Evangelicals view the Reformation as a glorious, Holy Spirit-led movement to return the church to God’s Word and simple, saving faith in Jesus Christ. Thank God for the Reformers and their defiance of Roman authority, legalism, and ritualism. It’s entirely understandable that very few Catholics viewed the Reformation with any kind of appreciation over the years.
Next year there’ll be lots of handshaking and backslapping between some Catholics and some Protestant leaders in commemoration of the 500th anniversary of the Reformation. We’ve already seeing some of this friendly collegiality at preliminary events.

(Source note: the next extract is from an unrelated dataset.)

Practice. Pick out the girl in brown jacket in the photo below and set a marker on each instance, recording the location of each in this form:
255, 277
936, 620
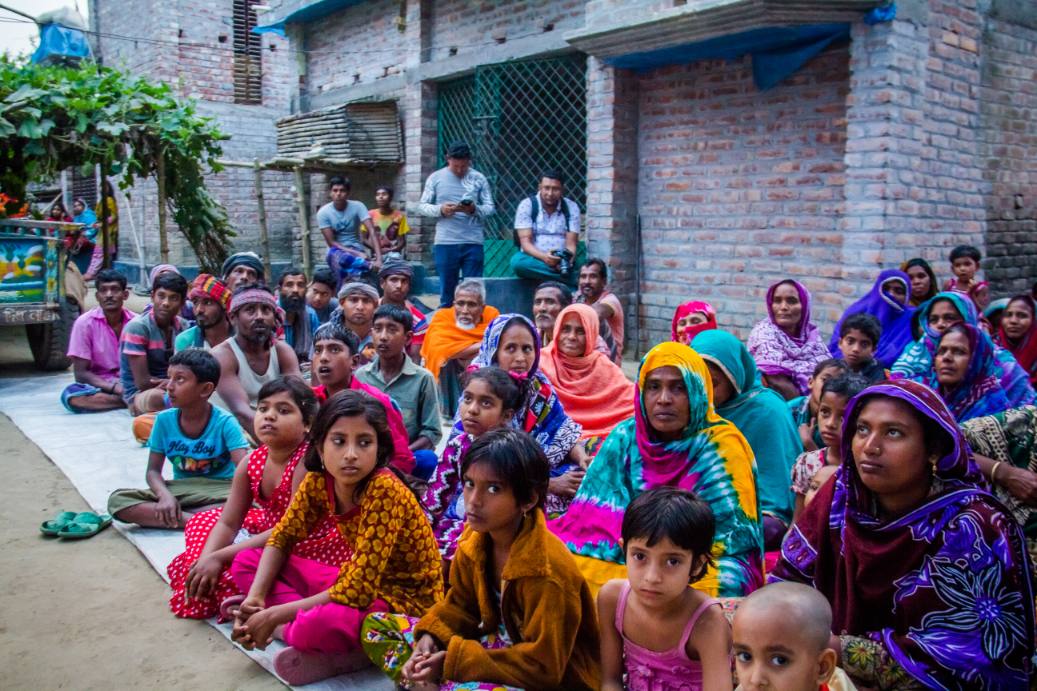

Since Vatican II, the Catholic church has openly expressed its goal to recover the “separated brethren” into its fold. For Catholics, Christian “unity” specifically means submission to the pope of Rome. Read the text below slowly and carefully:
“When such (ecumenical) actions are undertaken prudently and patiently by the Catholic faithful, with the attentive guidance of their bishops, they promote justice and truth, concord and collaboration, as well as the spirit of brotherly love and unity. This is the way that, when the obstacles to perfect ecclesiastical communion have been gradually overcome, all Christians will at last, in a common celebration of the Eucharist, be gathered into the one and only Church in that unity which Christ bestowed on His Church from the beginning. We believe that this unity subsists in the Catholic Church as something she can never lose, and we hope that it will continue to increase until the end of time.” – from Unitatis Redintegratio (“Restoration of Unity”), The Second Vatican Council, 1964
Official Catholic attitudes will be warmly conciliatory during the anniversary commemorations, but if you want to learn what Catholics really think about the Reformation, see the recent articles below from conservative Catholic sources. The Catholic hierarchy will need to constantly remind its militantly conservative and traditionalist factions that, when it comes to Reformation celebrations and ecumenical glad handing, the end will justify the disingenuous means.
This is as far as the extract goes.